Teaching children that if they really want to, they can do something and watching them try and try without feeling embarrassed, is incredibly satisfying and actually quite emotional. I know no teacher who doesn't feel the same nowadays. 


And we teach children to recognise that everyone has different positive attributes. And I know that the absolute imperative for all teachers, are children who have a life long love of learning ... Something i didnt properly discover until i was in my late teens /early twenties. Or what I should say, I had all my life , but formal education was almost buried because of the absolute fear I had for school thanks to some god awful people who nowadays would be jailed.

(Primary school for me, was totally saved by the "safe" teachers- P2 Mrs Cunningham, who was kind and fun; P4, Mrs Russell, gave me a love of art; P6, Mr Hull, who made learning fun and school a place I wanted to be - a teacher I really will never forget as he made me feel like I was a valued part of a little community, and P7, Mr Carlton whose stories about driving tanks etc, were just damn interesting).

Children really should not fear school. School for many, is a haven. I love seeing children having a totally different experience of school than I did. Every year should be a safe teacher year.

Every year should be a welcoming, valuing, Mr Hull year.
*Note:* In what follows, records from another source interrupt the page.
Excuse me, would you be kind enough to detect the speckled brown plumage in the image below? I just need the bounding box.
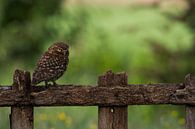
[32,42,69,86]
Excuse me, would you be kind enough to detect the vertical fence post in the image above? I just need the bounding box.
[10,70,33,129]
[98,71,128,129]
[185,74,195,129]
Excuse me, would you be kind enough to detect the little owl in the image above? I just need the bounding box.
[32,42,69,86]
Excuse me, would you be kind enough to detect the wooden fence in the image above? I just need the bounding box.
[0,70,195,129]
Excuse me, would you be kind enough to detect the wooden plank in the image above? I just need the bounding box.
[0,83,186,106]
[10,70,33,129]
[185,74,195,129]
[98,71,128,129]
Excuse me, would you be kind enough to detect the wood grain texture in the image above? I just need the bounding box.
[10,70,33,129]
[0,83,188,106]
[185,74,195,129]
[98,71,128,129]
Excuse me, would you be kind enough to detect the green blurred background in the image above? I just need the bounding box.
[0,0,195,129]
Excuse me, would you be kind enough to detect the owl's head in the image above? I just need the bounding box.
[48,42,69,55]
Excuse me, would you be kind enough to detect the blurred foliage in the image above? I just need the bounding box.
[0,0,195,129]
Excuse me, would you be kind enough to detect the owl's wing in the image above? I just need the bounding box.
[32,53,59,84]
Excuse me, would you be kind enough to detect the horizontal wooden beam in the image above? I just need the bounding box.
[0,83,192,106]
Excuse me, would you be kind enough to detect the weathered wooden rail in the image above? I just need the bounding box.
[0,70,195,129]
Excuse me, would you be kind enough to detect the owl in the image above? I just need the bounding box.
[32,42,69,86]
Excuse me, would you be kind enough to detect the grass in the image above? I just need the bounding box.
[0,4,192,129]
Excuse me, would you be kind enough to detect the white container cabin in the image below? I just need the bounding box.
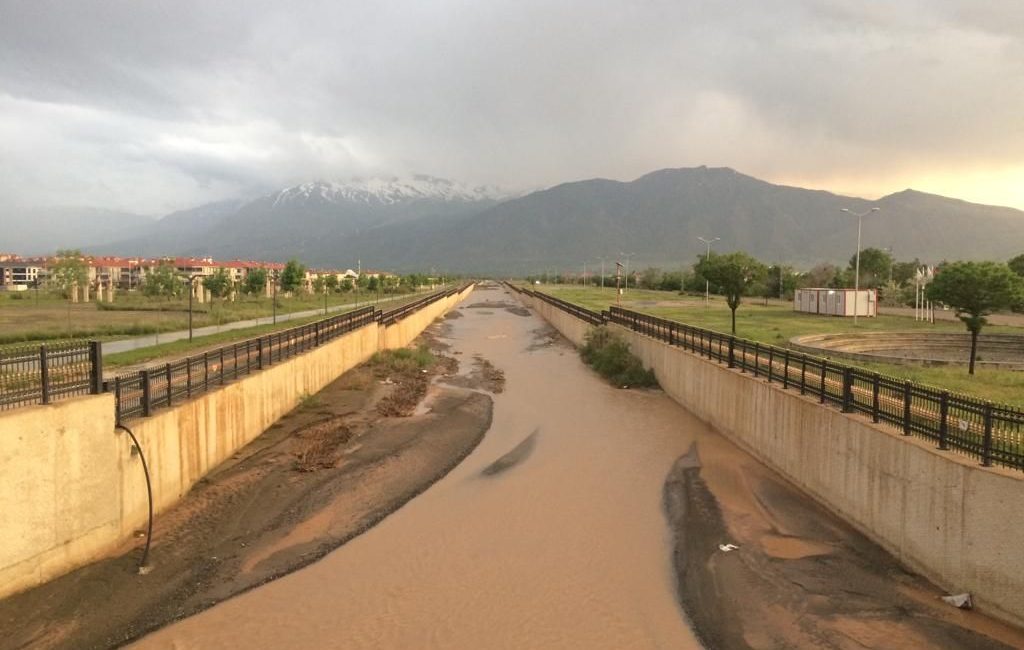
[793,289,878,317]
All behaviour is communication, and that is a, two way street. The children's behaviour communicates their happiness, fears, anxiety... As does ours. Only, our behaviour also teaches children behaviour. Cold, unkind, anxiety driven behaviours designed to control, teach children the same anxiety driven behaviours we picked up from our childhood. We need to try to ensure those mental health impacting behaviours are driven out of the front line of education, into history. Society will benefit massively from that. And there are huge hurdles to overcome to get there.
It's incredible that there were actual debates and disagreements over the legislation that outlawed some of the abuse meted out in schools, just in the way there has been debate over the last twenty years over outlawing physical abuse meted out by parents. Children really are the last in the line when we talk about Equalities. Threats, screaming teachers and humiliation really must be the next front... The next inequality we tackle within our school communities. But to really do that, we must look again at the expectations we have of young kids... The expectations we have on teachers ticking through schemes of work, and the abuse of power meted out by adult managers on staff, because of pressures they are under. Anxiety driven abuse must be stopped. And to do that, education really must no longer be an exercise in time and motion study, or a place of "control."